It seems to me that if Canon made an EF 400mm f4L IS, it shouldn't weigh or cost much more than the DO, but with out all of the short comings of the DO. So what is the benefit of DO?

*Estimated Retail Price (ERP) and weight were taken from the Canon USA site.


----------



## Kernuak (Feb 27, 2012)

But if you compare it to the original EF 400mm f/2.8, that was around 5360g, looking at some places that still have them for sale, so it was a significant weight saving then. The new teles are quite a bit lighter than the originals.


----------



## jwong (Feb 28, 2012)

eos650 said:


> My point being how much does the DO, with all of it's short comings actually reduce the weight and cost? If Canon made a 400 F4.0L, it would be significantly lighter and less expensive than the 400 F2.8L, also.
> 
> Here is comparison of two L-Series (Non DO) lenses, one at f2.8 and one at f4.0:
> EF 70-200 f2.8L IS II - weighs 1490g, ERP $2499
> ...



Perhaps the best direct comparison between DO and non-DO is the 70-300mm. The DO (f/4.5-5.6) version weighs about 25 oz and the non-DO L (f/4-5.6) is 37 oz. The DO elements allow them to bend the light at a steeper angle and allows the lens to be shorter. Unfortunately, the current generation of DO lenses result in IQ hits.


----------



## neuroanatomist (Feb 28, 2012)

jwong said:


> Perhaps the best direct comparison between DO and non-DO is the 70-300mm. The DO (f/4.5-5.6) version weighs about 25 oz and the non-DO L (f/4-5.6) is 37 oz.

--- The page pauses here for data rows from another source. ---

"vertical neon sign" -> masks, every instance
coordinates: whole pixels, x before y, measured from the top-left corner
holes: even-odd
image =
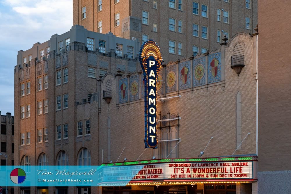
[[[159,46],[152,39],[141,45],[139,60],[145,84],[145,147],[157,148],[157,81],[162,58]]]

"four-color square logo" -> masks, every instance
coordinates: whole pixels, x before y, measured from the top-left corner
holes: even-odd
[[[10,179],[12,182],[16,184],[23,182],[26,177],[25,172],[21,168],[15,168],[10,173]]]

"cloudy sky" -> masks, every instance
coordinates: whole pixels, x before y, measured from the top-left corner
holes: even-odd
[[[0,111],[14,115],[14,67],[20,50],[69,31],[72,0],[0,0]]]

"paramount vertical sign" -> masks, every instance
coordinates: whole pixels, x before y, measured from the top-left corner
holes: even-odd
[[[162,56],[159,46],[152,39],[141,45],[139,60],[145,84],[145,147],[157,148],[157,81]]]

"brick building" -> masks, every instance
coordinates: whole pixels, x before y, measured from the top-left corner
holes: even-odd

I disagree. The 70-300mm DO lens isn't weather-sealed, has a narrower max aperture at the wide end, and a different zoom design. Rather, I suggest the best comparison is the 400mm f/4 DO to the 400mm f/4L. Canon never produced the latter lens, but they did make a prototype for comparison with the DO version. The DO lens is 26% shorter and 36% lighter. More details, including pics of the prototypes, can be found here.


----------



## noisejammer (Feb 28, 2012)

I own and enjoy using a 400/4DO... 

It's lighter than a 300/2.8, it's sharp, the bokeh is quite fine (imo it's better than the 70-200 / 2.8 Mk II) and it takes a 1.4x tc really well. Another plus is that inside or outside focus, it has absolutely zero chromatic aberration - you cannot do this with a conventional lens. 

Now it's not the equivalent of a 400/2.8 but neither is it $12k or whatever insane price is being asked. The IS is fairly rudimentary by current standards, so that could do with some work. It's also damn expensive - which is why I suspect it never really took off.

I did play with the 70-300 DO and was completely underwhelmed. The build quality is poor in comparison with the 70-300 L (which recently has sold for a similar price.) I've seen reports of inconsistent image quality over the zoom range - I observed this in the one I played with.

If memory serves, Canon recently was awarded patents for a 200/2 DO and maybe a 600/4. It strikes me that DO is one way to eliminate coloured bokeh in fast lenses... so one of these years they may be all we can buy.


----------